---
title: "How a fix in Go 1.9 sped up our Gitaly service by 30x"
author: Andrew Newdigate
author_twitter: suprememoocow
author_gitlab: andrewn
categories: engineering
image_title: '/images/blogimages/how-a-fix-in-go-19-sped-up-our-gitaly-service-by-30x/cover.jpg'
description: "After noticing a worrying pattern in Gitaly's performance, we uncovered an issue with fork locking affecting virtual memory size. Here's how we figured out the problem and how to fix it."
tags: inside GitLab, performance
---

[Gitaly](https://gitlab.com/gitlab-org/gitaly) is a Git RPC service that we are currently rolling out
across GitLab.com, to replace our legacy NFS-based file-sharing solution. We expect it to be faster, more stable
and the basis for amazing new features in future.

We're still in the process of porting Git operations to Gitaly, but the service has been
running in production on GitLab.com for about nine months, and currently peaks at about 1,000
[gRPC](https://grpc.io/) requests per second.

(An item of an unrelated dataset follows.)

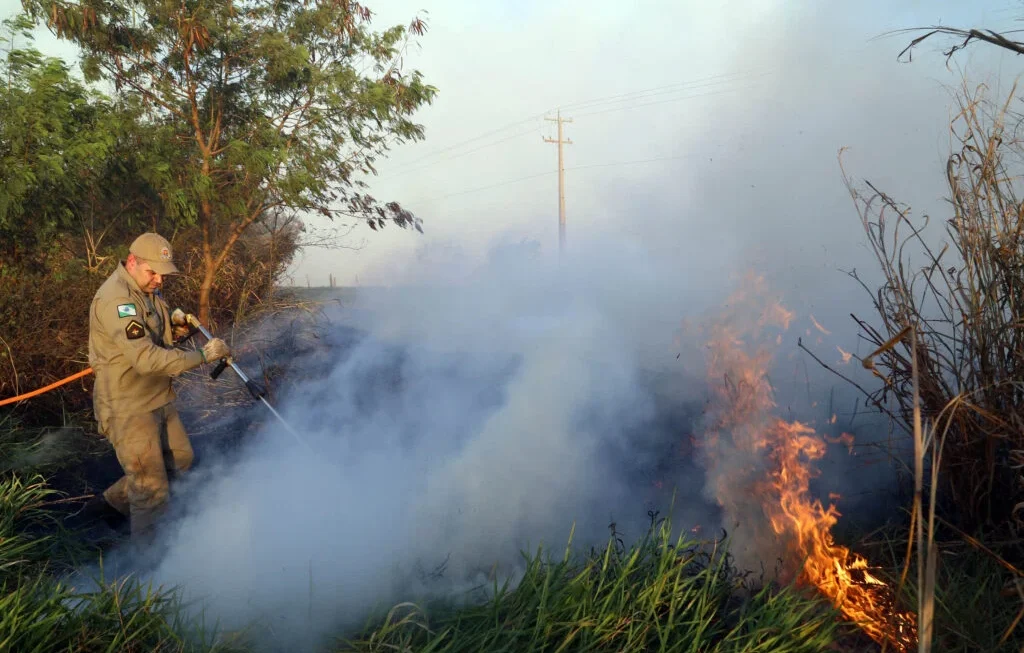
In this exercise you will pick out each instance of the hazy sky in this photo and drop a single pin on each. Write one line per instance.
(713, 138)
(752, 102)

We expect the migration effort to be completed
by the beginning of April at which point all Git operations in the GitLab application will
use the service and we'll be able to decommission NFS infrastructure.

<!-- more -->

## Worrying performance improvements

The first time we realized that something might be wrong was shortly after we'd finished deploying a new release.

We were monitoring the performance of one of the gRPC endpoints for the Gitaly service and noticed that the
99th percentile performance of the endpoint had dropped from 400ms down to 100ms.

![400ms to 100ms latency drop](/images/blogimages/how-a-fix-in-go-19-sped-up-our-gitaly-service-by-30x/graph-01.png){: .shadow}
*Latencies drop from 400ms to 100ms after a deploy, for no good reason*

This should have been fantastic news, but it wasn't. There were no changes that should have led to faster
response times. We hadn't optimized anything in that release; we hadn't changed the runtime and the new
release was using the same version of Git.

Everything _should have_ been exactly the same.

We started digging into the data a little more and quickly realised that 400ms is a very high latency for
an operation that simply confirms the existence of a [Git reference](https://git-scm.com/book/en/v2/Git-Internals-Git-References).

How long had it been this way? Well it started about 24 hours after the previous deployment.

![100ms to 400ms latency hike](/images/blogimages/how-a-fix-in-go-19-sped-up-our-gitaly-service-by-30x/graph-02.png){: .shadow}
*Latencies rising over a 24 hour period following a deployment, for no good reason*

When browsing our Prometheus performance data, it quickly became apparent that this pattern was being repeated with each
deployment: things would start fast and gradually slow down. This was occurring across all endpoints. It had been this way for a while.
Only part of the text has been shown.